Mount Vernon

Baltimore City Historic District Ordinance 229 5/21/64; 970 4/17/67; 1065 6/27/67; 316 12/16/68; 324 5/17/77; 1187 10/12/79; 02-427 10/01/02
National Register of Historic Places 11/11/71
Certified Historic District for Tax Incentives 6/19/80
(The Baltimore City Historic District encompasses a smaller National Register Historic District.)

 

Map of Mount Vernon CHAP and National Register Historic Districts

Description

The Mount Vernon Historic district encompasses some forty city blocks immediately surrounding and north of Mount Vernon Place. The district takes in mansion houses, townhouses, early luxury apartments, monuments, institutions of art and learning, and churches. There is a diversity of building types, styles, and uses that feature a grand scale, high degree of decoration, and classical elegance.

Mount Vernon Place is a cross-shaped park area featuring four landscaped squares radiating from the Washington Monument. Large mansions, such as the Gladdings House; institutions, such as the Peabody Institute and Walters Art Gallery; elegant townhouses; and the Mount Vernon Methodist Church front on the park-like squares. Renaissance Revival, Italianate, Second Empire, Greek Revival, Queen Anne, and Richardsonian Romanesque style townhouses can be found throughout the district.

Housing ranges from the enormous Winans House to the ornate row called Belvedere Terrace to the tiny gabled roof houses of Tyson Street. Many noteworthy, ornate churches dot the area. Largely Gothic, the churches often feature brownstone construction and lofty spires. Many other nineteenth and twentieth century buildings, both commercial and residential, contribute to Mount Vernon's historic character.

Significance

The Mount Vernon area is significant for its fine architecture and public squares, and associations to important people. Mount Vernon Place is a unique American square that is distinguishable in shape and design from most other urban places in the country. Differing in style, the structures around Mount Vernon Place retain a grand scale and excellent design that reinforces this urban space as Baltimore's finest. The residential, commercial, and institutional buildings of the Mount Vernon District are among the most elaborate nineteenth and early twentieth century structures in Baltimore.

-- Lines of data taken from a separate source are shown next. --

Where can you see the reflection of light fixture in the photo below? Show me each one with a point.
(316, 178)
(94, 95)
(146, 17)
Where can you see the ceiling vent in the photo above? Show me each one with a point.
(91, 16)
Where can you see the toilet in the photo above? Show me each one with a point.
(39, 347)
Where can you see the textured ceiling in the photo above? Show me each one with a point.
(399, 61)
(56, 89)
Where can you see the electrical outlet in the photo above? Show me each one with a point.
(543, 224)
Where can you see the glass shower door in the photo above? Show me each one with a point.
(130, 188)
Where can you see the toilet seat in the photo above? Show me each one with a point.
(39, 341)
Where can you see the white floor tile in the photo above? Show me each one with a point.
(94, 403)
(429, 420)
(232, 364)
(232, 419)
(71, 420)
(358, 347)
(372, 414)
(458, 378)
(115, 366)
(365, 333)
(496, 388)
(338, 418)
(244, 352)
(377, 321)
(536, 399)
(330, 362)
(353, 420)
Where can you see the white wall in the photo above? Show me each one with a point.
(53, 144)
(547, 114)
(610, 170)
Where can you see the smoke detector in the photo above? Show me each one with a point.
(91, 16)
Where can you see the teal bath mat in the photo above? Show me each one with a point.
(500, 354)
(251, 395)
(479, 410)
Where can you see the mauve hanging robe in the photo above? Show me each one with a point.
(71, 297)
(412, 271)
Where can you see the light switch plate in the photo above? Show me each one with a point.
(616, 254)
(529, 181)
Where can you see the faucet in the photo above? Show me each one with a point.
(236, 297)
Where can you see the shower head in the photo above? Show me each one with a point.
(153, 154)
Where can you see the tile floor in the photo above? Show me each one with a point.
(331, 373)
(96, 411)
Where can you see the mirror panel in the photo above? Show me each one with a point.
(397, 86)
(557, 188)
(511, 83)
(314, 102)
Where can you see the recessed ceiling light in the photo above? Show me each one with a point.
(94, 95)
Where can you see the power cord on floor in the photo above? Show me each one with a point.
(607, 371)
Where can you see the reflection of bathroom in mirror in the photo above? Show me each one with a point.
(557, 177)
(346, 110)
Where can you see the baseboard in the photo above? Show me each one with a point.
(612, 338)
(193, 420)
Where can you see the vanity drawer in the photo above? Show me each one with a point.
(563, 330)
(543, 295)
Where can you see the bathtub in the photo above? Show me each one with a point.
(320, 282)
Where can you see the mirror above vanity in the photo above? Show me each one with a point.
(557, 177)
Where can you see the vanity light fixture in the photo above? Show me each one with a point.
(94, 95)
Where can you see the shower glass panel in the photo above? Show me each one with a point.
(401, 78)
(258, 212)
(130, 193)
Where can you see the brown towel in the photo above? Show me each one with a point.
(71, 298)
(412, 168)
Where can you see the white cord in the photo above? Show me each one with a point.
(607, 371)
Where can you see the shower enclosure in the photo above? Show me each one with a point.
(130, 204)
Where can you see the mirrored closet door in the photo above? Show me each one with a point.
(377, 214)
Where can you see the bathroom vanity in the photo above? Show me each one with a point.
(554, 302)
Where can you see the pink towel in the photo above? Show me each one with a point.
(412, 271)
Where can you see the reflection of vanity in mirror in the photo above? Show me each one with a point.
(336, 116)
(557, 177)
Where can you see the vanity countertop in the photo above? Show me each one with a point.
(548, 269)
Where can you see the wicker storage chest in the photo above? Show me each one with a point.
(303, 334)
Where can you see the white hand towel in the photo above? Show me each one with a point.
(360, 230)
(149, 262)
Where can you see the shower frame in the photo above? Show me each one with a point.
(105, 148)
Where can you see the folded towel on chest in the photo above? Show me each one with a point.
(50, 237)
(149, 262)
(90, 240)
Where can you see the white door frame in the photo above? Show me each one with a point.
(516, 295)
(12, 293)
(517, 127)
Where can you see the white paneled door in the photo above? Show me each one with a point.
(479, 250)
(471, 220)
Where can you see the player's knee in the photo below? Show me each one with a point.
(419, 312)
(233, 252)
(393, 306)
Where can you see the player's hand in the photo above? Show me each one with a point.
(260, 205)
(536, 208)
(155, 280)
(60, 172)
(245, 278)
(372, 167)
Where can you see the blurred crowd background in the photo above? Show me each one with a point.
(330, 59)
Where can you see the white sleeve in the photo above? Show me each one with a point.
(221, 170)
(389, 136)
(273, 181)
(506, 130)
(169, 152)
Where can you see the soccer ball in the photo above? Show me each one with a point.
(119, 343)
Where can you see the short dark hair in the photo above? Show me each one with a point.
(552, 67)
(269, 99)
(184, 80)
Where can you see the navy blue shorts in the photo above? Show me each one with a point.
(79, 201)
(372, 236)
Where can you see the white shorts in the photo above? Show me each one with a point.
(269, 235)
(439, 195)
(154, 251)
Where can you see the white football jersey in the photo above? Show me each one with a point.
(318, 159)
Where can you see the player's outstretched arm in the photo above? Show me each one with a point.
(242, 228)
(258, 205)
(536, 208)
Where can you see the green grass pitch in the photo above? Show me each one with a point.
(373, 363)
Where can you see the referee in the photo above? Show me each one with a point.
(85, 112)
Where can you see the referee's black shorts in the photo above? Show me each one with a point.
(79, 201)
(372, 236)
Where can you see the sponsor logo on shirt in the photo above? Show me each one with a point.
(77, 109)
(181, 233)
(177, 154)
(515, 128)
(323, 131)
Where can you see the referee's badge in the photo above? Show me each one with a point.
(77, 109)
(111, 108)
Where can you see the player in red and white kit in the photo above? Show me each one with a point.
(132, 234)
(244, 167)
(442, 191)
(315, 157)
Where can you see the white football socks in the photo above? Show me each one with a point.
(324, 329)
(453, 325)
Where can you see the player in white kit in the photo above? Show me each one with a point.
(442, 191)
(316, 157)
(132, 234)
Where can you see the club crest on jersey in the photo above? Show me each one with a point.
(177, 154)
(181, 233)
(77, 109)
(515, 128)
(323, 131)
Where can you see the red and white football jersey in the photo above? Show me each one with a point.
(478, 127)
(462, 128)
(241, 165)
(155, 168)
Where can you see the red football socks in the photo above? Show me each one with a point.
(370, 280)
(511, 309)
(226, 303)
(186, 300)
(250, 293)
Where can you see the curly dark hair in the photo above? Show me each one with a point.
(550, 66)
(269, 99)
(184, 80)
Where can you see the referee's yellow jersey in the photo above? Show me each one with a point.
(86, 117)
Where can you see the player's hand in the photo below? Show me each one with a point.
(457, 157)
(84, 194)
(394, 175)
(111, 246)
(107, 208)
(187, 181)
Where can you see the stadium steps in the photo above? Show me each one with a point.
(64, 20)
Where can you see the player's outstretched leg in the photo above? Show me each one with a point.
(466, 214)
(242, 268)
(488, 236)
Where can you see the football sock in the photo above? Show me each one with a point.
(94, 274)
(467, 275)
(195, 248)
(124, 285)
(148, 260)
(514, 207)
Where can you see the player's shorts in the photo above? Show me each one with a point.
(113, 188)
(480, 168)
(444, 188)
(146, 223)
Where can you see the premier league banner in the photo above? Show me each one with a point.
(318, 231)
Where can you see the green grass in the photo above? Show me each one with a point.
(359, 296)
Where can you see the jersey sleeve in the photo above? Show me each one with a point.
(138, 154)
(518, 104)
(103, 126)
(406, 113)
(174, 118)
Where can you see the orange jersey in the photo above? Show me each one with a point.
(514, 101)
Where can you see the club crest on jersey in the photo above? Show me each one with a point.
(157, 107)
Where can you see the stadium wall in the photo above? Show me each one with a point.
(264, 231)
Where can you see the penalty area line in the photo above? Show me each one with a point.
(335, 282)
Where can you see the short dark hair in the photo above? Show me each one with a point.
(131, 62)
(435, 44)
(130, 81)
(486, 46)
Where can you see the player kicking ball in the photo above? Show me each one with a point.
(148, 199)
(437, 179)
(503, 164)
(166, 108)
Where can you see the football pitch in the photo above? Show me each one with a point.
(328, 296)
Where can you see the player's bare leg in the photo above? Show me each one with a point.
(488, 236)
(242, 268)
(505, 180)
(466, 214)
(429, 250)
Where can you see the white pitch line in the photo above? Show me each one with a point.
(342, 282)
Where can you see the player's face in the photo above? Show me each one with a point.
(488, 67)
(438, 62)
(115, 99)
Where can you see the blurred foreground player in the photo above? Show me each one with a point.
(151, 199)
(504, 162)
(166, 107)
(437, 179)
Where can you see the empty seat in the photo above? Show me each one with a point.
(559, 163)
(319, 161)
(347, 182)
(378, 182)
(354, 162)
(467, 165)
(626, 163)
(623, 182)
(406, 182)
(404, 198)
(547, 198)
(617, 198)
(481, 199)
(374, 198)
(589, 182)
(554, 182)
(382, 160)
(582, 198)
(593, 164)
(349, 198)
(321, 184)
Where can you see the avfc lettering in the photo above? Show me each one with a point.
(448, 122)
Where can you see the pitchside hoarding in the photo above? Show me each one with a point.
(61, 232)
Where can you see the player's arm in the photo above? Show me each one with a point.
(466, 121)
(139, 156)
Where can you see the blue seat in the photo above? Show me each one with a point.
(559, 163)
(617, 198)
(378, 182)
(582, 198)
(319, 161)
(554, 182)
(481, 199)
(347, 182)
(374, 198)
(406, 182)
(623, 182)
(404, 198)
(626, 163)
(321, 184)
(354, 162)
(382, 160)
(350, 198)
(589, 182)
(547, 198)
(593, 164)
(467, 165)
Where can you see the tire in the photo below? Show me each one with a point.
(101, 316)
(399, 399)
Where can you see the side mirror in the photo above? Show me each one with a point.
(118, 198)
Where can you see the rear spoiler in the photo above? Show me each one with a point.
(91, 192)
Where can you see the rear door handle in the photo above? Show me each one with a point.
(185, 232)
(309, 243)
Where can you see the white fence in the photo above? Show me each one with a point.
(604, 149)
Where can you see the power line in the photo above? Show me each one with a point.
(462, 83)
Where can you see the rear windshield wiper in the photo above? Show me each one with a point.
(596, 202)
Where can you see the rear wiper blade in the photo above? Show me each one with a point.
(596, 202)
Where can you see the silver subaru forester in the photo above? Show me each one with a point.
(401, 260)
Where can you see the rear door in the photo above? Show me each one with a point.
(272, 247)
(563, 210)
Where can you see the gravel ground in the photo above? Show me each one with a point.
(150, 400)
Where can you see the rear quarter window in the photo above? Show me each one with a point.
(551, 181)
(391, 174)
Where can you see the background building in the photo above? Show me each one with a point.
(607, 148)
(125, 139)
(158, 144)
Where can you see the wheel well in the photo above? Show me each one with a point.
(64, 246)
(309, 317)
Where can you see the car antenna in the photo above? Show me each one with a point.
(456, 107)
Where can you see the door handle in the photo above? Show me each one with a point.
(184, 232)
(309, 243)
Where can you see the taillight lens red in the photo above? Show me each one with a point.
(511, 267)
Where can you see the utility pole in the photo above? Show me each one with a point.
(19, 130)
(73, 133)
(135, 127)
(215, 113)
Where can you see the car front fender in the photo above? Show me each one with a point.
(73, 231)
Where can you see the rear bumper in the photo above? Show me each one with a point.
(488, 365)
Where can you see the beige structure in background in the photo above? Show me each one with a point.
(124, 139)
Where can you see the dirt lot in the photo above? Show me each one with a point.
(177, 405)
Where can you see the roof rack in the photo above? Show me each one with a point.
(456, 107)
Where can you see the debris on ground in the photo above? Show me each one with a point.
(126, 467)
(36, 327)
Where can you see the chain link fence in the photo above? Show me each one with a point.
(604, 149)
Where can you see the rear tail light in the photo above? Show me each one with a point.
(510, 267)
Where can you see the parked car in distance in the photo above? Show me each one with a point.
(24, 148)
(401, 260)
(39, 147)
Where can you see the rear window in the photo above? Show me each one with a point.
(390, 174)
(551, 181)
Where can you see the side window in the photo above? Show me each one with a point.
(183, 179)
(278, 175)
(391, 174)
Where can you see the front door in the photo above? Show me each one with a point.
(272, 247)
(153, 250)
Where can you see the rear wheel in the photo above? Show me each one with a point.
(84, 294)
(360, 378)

Many noteworthy architects designed the buildings in this district. They include Stanford White, Robert Carey Long, Baldwin and Pennington, John Russell Pope, Wyatt and Nolting, Parker and Thomas, and J.A. Wilson. Many important people that lived in the Mount Vernon community played a great role in the history of Baltimore and the founding and development of important local institutions. Among these people are: George Peabody, Enoch Pratt, William and Henry Walters, Henry August Rowland, Johns Hopkins, Emily Post and Ira Remsen.